Mr. Landry wasn’t fazed at the gun the Captain was waving, and seemed scientifically interested in explaining what must be done: The torpedo couldn’t be touched; it would have to be exploded. “I’ll be glad to show you why,” he said, wading into the stream. But he didn’t point to the kegs, or approach the outrigger end of the skiff. Instead, he picked up the chain, and with a tremendous kick, sent the skiff into Red River. I saw the flash, I heard the report, I suppose I glimpsed Mr. Landry falling over beside Burke. But all I could really think of was that dreadful, destructive thing that was plunging down on our dam, her kegs connected up, her drag chain keeping her headed. I didn’t wait to know who was killed, but went splashing into the river, fighting my way waist-deep, trying to catch up, to grab the chain, to do anything to head off what was coming. Then, to my horror, in the glare of the fire ahead, I saw one end of the skiff rise on a sunken rock, and then I had my hands on the gunnel. Then I was wrestling it, trying to tip it over, to spill those kegs into the water before that outrigger hit something. At last I got a capsize and the danger was over. Then I was spinning, as the current swept me along, and then I broke into ten thousand pieces as my game leg hit a rock that was sticking up. I heard screams coming out of my mouth, and then heard nothing but a ringing in my ears. Then bushes touched my face, and the lantern was shining on me. A cutter was there by the bank, so close I could almost touch it, and seamen were standing around. Then I caught the smell of Russian Leather, and she pulled my head against her. “Speak to me, Willie!” she whispered. “Say something!”

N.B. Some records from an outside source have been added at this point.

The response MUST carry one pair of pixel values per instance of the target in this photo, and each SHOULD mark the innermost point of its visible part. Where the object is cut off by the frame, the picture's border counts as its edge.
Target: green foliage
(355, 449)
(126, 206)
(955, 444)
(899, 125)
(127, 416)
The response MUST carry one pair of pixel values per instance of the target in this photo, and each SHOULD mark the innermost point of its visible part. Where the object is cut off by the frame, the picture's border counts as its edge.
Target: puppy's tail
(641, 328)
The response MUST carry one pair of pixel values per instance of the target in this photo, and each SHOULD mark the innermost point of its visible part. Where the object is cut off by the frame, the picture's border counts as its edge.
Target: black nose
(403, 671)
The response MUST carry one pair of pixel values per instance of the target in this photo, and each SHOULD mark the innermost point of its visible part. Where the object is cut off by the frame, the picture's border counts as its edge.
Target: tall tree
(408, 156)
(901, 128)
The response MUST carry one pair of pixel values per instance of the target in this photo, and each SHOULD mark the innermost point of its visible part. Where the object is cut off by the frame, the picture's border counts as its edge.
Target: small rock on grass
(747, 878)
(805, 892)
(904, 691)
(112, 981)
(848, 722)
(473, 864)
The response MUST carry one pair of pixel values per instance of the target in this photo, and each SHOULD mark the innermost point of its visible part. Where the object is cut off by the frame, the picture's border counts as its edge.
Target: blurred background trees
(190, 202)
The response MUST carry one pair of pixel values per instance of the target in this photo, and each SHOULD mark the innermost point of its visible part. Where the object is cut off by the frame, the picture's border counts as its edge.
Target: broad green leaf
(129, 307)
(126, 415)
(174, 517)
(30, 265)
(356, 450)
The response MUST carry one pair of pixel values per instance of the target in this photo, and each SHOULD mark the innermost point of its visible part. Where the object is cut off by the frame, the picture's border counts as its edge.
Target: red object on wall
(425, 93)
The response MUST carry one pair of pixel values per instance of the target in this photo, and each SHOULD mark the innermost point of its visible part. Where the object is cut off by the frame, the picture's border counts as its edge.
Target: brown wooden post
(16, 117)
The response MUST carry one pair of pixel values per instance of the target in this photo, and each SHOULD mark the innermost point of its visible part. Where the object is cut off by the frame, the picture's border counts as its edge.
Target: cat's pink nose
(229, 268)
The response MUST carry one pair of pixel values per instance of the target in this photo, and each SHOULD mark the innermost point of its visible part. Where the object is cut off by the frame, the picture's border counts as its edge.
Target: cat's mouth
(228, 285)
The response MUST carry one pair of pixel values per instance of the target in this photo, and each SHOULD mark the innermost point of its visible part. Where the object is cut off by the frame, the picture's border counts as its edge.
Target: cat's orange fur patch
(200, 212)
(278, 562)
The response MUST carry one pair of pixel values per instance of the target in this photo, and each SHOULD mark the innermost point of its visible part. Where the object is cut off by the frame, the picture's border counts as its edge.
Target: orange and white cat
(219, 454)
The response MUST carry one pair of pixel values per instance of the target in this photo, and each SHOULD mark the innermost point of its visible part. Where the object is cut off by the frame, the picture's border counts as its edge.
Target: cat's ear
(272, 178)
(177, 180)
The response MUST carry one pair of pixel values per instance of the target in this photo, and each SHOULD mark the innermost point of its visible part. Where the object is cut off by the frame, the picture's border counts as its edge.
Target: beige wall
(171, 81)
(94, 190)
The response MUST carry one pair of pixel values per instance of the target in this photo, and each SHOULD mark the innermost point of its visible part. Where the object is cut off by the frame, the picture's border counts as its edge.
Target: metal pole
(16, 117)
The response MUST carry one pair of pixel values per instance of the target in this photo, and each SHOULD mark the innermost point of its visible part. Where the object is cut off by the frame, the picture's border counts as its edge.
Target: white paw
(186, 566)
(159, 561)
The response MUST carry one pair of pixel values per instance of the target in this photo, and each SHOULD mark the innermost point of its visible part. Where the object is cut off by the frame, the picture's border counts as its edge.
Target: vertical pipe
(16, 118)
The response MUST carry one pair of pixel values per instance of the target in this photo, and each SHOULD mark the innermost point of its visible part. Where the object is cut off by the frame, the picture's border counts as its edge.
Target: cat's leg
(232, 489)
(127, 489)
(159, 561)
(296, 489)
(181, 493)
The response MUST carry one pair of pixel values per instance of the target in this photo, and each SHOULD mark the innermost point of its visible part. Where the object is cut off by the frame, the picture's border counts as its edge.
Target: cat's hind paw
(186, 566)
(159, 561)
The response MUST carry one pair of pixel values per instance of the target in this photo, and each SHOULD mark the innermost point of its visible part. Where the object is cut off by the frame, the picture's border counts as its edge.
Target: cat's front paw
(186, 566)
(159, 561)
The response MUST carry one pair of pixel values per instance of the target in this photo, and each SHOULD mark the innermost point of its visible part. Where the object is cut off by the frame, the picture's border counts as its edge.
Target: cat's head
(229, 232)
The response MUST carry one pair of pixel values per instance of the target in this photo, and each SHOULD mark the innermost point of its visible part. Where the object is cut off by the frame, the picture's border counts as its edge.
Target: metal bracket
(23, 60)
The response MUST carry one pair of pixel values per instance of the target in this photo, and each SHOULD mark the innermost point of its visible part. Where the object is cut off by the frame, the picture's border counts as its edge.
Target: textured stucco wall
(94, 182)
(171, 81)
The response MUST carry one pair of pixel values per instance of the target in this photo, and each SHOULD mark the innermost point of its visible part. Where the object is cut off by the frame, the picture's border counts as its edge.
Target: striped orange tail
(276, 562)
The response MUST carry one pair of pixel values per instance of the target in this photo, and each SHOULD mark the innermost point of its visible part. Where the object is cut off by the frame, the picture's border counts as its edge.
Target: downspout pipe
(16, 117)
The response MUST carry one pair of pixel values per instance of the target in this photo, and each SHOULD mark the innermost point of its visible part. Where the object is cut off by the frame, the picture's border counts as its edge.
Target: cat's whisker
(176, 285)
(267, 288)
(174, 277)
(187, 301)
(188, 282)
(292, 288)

“Yes,” I said. “I’m all right.”

“Kiss me.
Kiss me!

“... Kind of public for that, don’t you think?”

“Willie! They’re fixing to do something to me, for what we tried with that boat! You may not see me again! Kiss me, tell me you love me!”

“You know I do, don’t you?”

Then we both kissed, sweet, long, and holy.

All during that, the captain held the lantern; he was soaking wet, so I knew who had got me out. When the seamen had put her in the cutter and shoved off for the other side, he half-carried me back to the bivouac and began bellowing for an ambulance to take me to the courthouse, “where you’ll be under a surgeon, who’ll put you in for discharge, unless I miss my guess, as I seriously doubt if you’ll be fit for duty any more.” But no ambulance came, and he stripped off my clothes, did the same for his own, and hung all our things on a line that he stretched between trees, where they’d get the heat of the fire. Then he wrapped me in a blanket, pulled one over himself, and sat there a while thinking. Then: “That girl,” he said, “what is she to you?”

“In all but name, my wife.”

“She’s in damned serious trouble.”

“She damned well knows it.”

“... Or she would be, except for you.”

“What have I got to do with it?”

“You destroyed the evidence against her.”

“Oh—you mean the skiff?”

“And powder and wiring and outrigger.”

“Well, what did you want me to do—let it go sailing downstream to blow the dam up so they’d have a case to hang her? What’s more important to the Navy, their boats or one poor girl’s neck?”